11 avril 1989
Cher Peter,
Comment allez-vous depuis notre dernière rencontre à New York, au début de l’hiver 1988 ? Dans ma ville d’Ôsaka, le vent annonciateur du printemps s’est levé. Les projets dont je vous avais parlé sont proches de l’achèvement. Ces dernières années, nous avons noué des relations amicales et, durant cette période, quelque chose n’a cessé de me frapper. C’est votre propre attitude – cette intensité de réflexion avec laquelle vous faites face aux problèmes. Je crois comprendre que, selon vous, la pensée est au cœur de toute lutte. Bien sûr, je m’efforce moi aussi de faire de la pensée mon propre point de départ. Je sens qu’il est nécessaire de poursuivre mon questionnement sur des thèmes fondamentaux afin d’ouvrir de nouvelles perspectives à l’architecture. Il me semble que nous partageons le même sentiment, et que mon propre point de vue rejoint votre conception de l’architecture.

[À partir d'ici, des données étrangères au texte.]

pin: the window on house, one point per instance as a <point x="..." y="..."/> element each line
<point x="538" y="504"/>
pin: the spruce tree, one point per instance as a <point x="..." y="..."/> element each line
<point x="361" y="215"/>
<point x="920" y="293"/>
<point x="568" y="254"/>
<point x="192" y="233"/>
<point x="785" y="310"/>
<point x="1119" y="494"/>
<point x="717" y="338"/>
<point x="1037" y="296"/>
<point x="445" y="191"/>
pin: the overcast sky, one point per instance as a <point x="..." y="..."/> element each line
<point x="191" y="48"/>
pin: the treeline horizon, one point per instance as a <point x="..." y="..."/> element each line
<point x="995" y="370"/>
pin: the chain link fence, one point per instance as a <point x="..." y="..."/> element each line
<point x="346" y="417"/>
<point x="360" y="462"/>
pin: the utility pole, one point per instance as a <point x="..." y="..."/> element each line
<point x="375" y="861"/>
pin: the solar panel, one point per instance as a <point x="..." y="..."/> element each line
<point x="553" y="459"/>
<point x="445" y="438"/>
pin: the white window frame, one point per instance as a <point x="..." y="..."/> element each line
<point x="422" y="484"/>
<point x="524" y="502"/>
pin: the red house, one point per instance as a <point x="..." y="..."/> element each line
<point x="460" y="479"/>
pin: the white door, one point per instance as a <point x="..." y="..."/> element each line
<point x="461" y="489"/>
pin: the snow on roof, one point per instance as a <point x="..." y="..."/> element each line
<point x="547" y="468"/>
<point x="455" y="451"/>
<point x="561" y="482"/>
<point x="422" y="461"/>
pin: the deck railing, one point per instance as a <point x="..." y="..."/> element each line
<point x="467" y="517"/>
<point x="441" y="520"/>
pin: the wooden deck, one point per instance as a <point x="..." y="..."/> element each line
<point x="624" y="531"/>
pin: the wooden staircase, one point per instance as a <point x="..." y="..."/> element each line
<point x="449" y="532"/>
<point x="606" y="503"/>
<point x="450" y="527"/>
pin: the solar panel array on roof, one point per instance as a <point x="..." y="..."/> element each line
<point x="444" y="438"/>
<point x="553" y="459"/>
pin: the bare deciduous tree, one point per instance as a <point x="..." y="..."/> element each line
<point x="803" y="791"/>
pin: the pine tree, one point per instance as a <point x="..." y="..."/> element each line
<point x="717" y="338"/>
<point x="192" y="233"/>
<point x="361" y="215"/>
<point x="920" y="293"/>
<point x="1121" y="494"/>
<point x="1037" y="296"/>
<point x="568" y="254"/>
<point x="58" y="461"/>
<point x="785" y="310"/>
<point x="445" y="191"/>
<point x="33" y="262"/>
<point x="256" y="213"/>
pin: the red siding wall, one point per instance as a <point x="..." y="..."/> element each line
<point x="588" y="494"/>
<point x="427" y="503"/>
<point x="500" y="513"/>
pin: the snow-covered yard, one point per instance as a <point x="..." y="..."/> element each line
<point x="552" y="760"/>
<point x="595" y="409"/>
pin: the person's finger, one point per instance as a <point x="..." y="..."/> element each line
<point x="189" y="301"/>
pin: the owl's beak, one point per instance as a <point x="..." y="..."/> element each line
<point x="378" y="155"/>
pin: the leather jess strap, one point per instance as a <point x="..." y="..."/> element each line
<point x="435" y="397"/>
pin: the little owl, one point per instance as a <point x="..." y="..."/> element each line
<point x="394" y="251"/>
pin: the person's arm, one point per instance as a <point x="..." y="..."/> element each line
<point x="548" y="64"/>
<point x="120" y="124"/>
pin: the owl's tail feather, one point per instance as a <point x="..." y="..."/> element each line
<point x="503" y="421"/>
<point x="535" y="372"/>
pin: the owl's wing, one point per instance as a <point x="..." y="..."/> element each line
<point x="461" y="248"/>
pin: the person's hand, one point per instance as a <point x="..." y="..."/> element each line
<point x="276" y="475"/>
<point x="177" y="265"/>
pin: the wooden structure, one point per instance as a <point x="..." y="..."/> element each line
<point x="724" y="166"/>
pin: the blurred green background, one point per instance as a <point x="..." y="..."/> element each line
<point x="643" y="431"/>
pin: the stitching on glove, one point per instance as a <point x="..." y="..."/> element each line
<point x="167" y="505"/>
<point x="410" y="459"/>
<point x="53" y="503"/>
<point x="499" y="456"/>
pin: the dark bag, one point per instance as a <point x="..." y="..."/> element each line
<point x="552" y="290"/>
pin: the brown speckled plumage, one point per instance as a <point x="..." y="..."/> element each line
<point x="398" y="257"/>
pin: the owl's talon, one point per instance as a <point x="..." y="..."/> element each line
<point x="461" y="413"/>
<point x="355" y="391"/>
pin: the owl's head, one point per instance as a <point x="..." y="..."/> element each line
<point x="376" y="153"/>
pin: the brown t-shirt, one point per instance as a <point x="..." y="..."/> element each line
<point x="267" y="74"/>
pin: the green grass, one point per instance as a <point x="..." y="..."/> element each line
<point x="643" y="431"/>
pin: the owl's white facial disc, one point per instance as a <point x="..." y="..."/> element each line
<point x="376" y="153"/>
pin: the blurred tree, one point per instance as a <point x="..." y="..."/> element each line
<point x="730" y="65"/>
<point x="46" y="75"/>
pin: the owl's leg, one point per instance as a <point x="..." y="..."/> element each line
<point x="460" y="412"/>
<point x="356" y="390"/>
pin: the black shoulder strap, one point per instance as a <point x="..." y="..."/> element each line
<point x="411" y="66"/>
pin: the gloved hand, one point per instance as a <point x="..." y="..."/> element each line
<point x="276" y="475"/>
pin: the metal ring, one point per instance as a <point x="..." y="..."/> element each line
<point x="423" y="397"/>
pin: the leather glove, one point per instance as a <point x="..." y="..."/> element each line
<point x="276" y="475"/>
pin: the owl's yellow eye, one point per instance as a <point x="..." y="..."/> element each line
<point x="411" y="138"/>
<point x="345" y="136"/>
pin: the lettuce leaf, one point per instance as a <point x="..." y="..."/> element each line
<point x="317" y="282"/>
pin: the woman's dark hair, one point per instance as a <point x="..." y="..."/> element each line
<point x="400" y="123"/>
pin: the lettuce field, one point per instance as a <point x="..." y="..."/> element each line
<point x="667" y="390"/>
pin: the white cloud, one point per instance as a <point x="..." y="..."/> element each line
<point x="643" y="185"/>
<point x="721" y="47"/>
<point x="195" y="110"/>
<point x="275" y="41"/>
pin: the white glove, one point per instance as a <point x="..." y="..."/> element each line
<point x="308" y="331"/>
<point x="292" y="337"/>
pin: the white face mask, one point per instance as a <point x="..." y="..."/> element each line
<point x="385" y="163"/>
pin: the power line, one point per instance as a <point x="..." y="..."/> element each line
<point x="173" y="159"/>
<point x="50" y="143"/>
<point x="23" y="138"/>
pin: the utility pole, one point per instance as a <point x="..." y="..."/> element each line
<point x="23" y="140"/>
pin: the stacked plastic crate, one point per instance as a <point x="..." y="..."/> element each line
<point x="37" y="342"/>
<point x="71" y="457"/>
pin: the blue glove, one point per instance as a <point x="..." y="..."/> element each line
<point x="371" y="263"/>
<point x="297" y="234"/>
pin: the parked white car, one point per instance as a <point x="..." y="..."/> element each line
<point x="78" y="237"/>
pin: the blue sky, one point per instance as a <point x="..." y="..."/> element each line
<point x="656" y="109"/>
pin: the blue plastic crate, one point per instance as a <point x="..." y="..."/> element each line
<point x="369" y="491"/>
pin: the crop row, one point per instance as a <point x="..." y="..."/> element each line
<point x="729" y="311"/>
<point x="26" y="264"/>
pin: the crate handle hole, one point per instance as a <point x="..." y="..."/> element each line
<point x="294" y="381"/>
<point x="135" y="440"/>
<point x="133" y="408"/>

En dépit de cette compréhension mutuelle, votre travail et le mien divergent manifestement dès le premier abord. J’éprouve un grand intérêt autant pour cette similitude que pour cette différence. Peut-être avez-vous le même sentiment ? J’aimerais vous poser quelques questions à ce sujet, et c’est pourquoi je vous écris.
Un jour, au cours d’une conversation, vous avez évoqué la perception japonaise de la nature et le thème de la raison orientale. Et comme vous le savez, j’ai poursuivi ma réflexion sur la nature et la géométrie en tant que fondements de l’architecture. J’ai l’impression que nous pourrions débattre avec profit de ces questions.
Il me semble qu’au cours de ces dix dernières années le postmodernisme, les théories sur le style et la forme qui se sont répandues dans le milieu de l’architecture ne sont plus aptes à apporter de réels changements dans ce domaine. C’est pour cette raison qu’à mon avis il faut reconsidérer en profondeur le thème fondamental du rapport de l’homme à la nature, et dépasser le stade de paralysie actuel.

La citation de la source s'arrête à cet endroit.